I'm falling in love again

REVIEWS BY SYBILL PRATT

Culinary love, that is, and the recipient of my adulation will come as no surprise to the cooks who use his many wonderful cookbooks and to the food aficionados who are instructed and inspired by his many PBS series. Nobody does it better than Jacques Pépin: he's a master chef and a master at conveying his love of food to others. The recipes in Jacques Pépin: Fast Food My Way are easy and elegant dishes you'll want to add to your everyday repertoire and to your canon of dinner party classics. It's not a big book, but there are more keepers here than I've found in a long time. I made the Chicken Tonnato (poached chicken breasts coated with a velvety tuna/anchovy sauce) first and knew immediately that, after making this dish for years from lots of different recipes, I'd found the finest—and the fastest. Then I tried the Oven-Baked Salmon with Sun-Dried Tomato and Salsa Mayonnaise—divine and divinely easy (you cook the fish on its serving plate in a slow oven and can make the sauce well in advance). Pork chops in a zesty tomato-olive sauce is a winning dish, as is Broccoli Rabe and Pea Fricassee, Pumpkin Soup with Toasted Walnuts and bubbling Egg and Tomato Gratin. There are appetizers, salads and desserts, menus, make-ahead tips and extra ideas for quick dishes so uncomplicated that recipes are unnecessary. This "tribute to very simple food" is simply sensational.



Back to the balancing act

It's that time again: back to school, back to work, back to time-challenged reality while summer slips into sun-drenched memory. To make your cooking life a little easier and to encourage mealtime togetherness, Jeff and Jodie Morgan serve up The Working Parents Cookbook, their practical paean to the family dinner, dedicated to "all parents who balance work and family on a daily basis." The Morgans have been there; they've lived with busy work days, finite budgets, children who always need to be picked up, dropped off and eventually fed—and lived to tell the tale. It's a tale worth listening to, filled with fast-prep dishes that are also healthy alternatives to processed foods. They begin with "reasonably healthy" breakfasts, go on to sandwiches and appetizers and then get into the basic parts of the sit-down-together dinner. You'll find Easy Onion Soup with goopy, kid-enticing melted cheese, Moroccan Spiced Carrot and Raisin Salad, One-Pot Broccoli Pasta, quick Baked Salmon Fillets, a bevy of non-beef burgers and sweet treats that are (mostly) wholesome.
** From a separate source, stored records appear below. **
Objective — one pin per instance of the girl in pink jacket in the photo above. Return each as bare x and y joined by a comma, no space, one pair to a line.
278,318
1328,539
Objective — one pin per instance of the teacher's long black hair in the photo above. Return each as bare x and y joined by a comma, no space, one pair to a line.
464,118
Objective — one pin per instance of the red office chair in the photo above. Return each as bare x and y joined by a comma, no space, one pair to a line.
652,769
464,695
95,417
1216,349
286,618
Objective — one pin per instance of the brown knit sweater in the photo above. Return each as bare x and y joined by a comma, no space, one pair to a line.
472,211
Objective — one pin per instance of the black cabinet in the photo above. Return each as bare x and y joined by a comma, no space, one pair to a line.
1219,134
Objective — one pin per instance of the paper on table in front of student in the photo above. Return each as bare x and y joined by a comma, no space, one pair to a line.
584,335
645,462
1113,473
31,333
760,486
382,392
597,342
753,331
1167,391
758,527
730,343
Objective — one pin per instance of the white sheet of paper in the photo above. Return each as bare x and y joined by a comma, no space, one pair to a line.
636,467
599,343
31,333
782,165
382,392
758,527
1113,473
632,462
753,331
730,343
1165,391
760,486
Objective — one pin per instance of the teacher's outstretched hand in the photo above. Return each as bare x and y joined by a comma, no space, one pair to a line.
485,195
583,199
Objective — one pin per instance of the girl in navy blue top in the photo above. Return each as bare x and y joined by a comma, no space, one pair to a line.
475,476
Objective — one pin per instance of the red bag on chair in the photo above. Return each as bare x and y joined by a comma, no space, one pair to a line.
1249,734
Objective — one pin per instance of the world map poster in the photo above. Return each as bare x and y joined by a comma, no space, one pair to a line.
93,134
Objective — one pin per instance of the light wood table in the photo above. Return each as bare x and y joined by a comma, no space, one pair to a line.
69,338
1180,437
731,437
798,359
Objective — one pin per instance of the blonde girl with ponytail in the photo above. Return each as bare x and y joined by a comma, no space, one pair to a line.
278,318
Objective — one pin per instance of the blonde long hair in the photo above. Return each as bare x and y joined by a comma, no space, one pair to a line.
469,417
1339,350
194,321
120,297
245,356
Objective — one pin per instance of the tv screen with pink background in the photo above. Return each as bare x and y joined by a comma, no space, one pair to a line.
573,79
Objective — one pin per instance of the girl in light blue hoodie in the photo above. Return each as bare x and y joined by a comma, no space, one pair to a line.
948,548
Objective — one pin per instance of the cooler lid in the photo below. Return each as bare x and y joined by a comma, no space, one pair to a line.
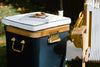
28,20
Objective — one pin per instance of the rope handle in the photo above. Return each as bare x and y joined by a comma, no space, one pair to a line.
13,44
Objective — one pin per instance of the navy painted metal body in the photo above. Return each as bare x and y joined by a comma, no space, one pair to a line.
37,52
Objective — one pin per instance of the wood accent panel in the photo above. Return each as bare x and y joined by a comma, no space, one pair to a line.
37,34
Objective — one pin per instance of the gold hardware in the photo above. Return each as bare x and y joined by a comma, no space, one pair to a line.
54,37
13,44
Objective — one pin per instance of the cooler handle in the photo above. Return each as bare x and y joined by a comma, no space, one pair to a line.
54,37
13,44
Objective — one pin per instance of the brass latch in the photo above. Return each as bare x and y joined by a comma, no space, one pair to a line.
54,37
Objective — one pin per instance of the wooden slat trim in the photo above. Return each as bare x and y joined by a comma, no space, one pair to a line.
37,34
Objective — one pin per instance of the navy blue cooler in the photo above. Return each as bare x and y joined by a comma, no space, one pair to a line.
38,48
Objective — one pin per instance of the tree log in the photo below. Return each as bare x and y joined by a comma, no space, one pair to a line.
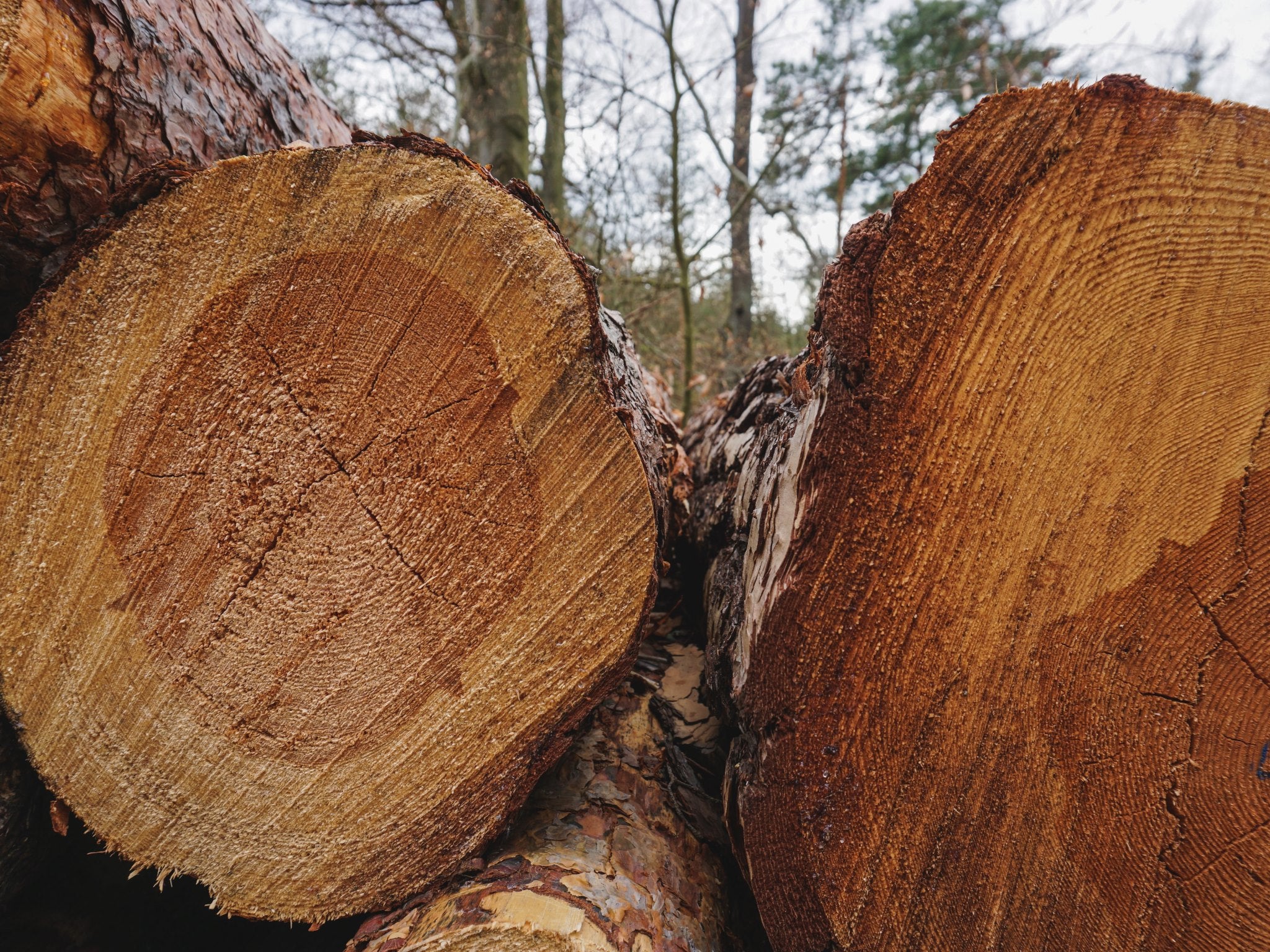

The Morgans' focus is on food that's simple, healthy and quick. The recipes are time- and kid-tested and sure to produce dinners that are winners—even when the children are tired and you're not inspired.



Time-honored tradition

The Jewish Holiday Kitchen, Joan Nathan's classic, was originally published 25 years ago. Now, to mark its silver anniversary, which happily coincides with the 350th anniversary of the arrival of the first Jews in America, there's Joan Nathan's Jewish Holiday Cookbook, a treasure-trove of tradition that combines the original Jewish Holiday Kitchen and The Jewish Holiday Baker with extras from her syndicated TV show and New York Times articles. The nearly 400 recipes are fully updated, revised and re-tested and come from Jewish cuisine that took root around the world—in Israel, Egypt, Mexico, Yemen, Bulgaria, Poland, Russia and beyond. Some of the recipes are vestiges of what families have lost, but all celebrate the importance of the traditional food, in all its wonderful regional variation, that has become the culinary mortar binding the culture together. Following the Jewish holiday calendar, Nathan starts with the Sabbath meal, then moves from Rosh Hashanah to Shavuot. Mazel tov, Joan! You've given us a new, very usable family heirloom.